The American Association of Physicians and Surgeons recently published an article entitled "Opting Out of Medicare: a guide for physicians." "It is simple to opt out of Medicare - far simpler than staying in the Medicare program. Thousands of physicians have already opted out, and we have not heard a single regret by any of these physicians. Medicare endangers seniors, rations care and punishes the best doctors whose only aim is to give the best care. For the sake of patients and integrity of the profession, doctors should get out of Medicare."

In 2015, Dr. Rebekah Bernard, the author of a book called "How to Be a Rock Star Doctor," wrote a heartfelt letter to her patients that was featured on the KevinMD website. Bernard, who obviously cares deeply about the people she treats, had this to say:

"We’ve talked about end-of-life issues, and I’ve helped you understand advance directives and DNR forms. I’ve visited you in hospice, and even held your hand as you died."

"For every office visit that we spend together, I spend at least as much time on what Medicare deems as necessary documentation. ... To comply with Medicare requirements, I’ve had to spend thousands of dollars and massive amounts of time instituting electronic health record[s]."

"I wonder if I will be able to afford to care for Medicare patients as a solo physician, not knowing if or when I will be paid, while my expenses remain fixed or increase with inflation."

This trend was well underway by 2009, and began accelerating shortly thereafter:


Physicians who opted out of Medicare, 2009-2012

Source: Centers for Medicare and Medicaid Services

Firm data since 2012 are hard to come by, especially since this issue is highly politicized. But, there is no shortage of indicators that reinforce this trend (2). For example, a 2015 article on the Kaiser Family Foundation website indicates that only 72 percent of physicians are accepting new Medicare patients. For Medicaid, it is far worse:Medicare2015

Source: The Kaiser Family Foundation/Commonwealth Fund 2015 National Survey of Primary Care Providers. 

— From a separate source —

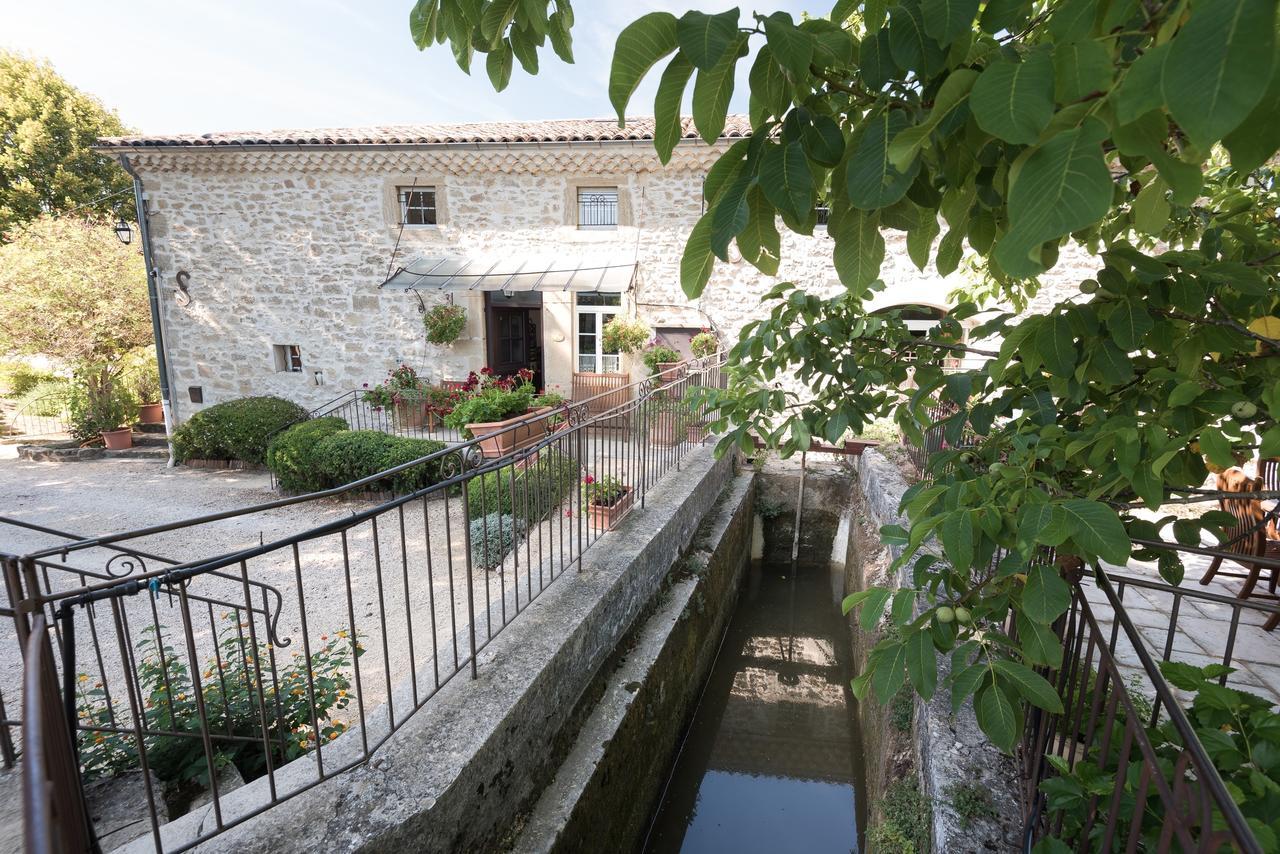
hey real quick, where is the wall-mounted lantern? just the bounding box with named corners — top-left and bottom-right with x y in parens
top-left (114, 220), bottom-right (133, 245)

A 2014 article, posted on The Daily Beast website, entitled "How Being a Doctor Became the Most Miserable Profession," will do very little to comfort you. In fact, it will do quite the opposite.

Dr. Daniela Drake, an internal medicine physician in Los Angeles, had this to say. (Keep in mind that this is only the opinion of one physician, and is in no way meant to represent the views of others.)

"By the end of this year, it’s estimated that 300 physicians will commit suicide."

"Simply put, being a doctor has become a miserable and humiliating undertaking."

"Yet physicians have to go along, constantly trying to improve their 'productivity' and patient satisfaction scores — or risk losing their jobs."

"It’s a fact that [in order to get high patient rating scores] doctors acquiesce to patient demands — for narcotics, X-rays,... And now that Medicare payments will be tied to patient satisfaction — this problem will get worse.

There is an organization with the rather foreboding name — the "Drop Out Club (DOC)," which was formed in 1999 when six former classmates from the Columbia College of Physicians and Surgeons got together for drinks. All six had left medicine for various reasons. They chewed it over for a while, and then this happened:

DOC now has more than 30,000 members in 116 countries, and now functions as a crucial resource to provide alternative employment aid to physicians who want out.

There is clearly something going on here, but how much?

Next: Part two — what do the numbers say?



(1) This applies only to doctors who participate in Medicare. There is a second class called "nonparticipating doctors." They file Medicare reimbursement claims but can only charge up to 10 percent more than Medicare rates, depending the service that is provided. The patient is billed for the difference.

(2) There are also claims, apparently supported by different data, that the idea of the vanishing Medicare doctor is a myth, and is little more than politics and economics. I shall cheerfully "opt out" of this part. I don't discuss politics. Politics is icky.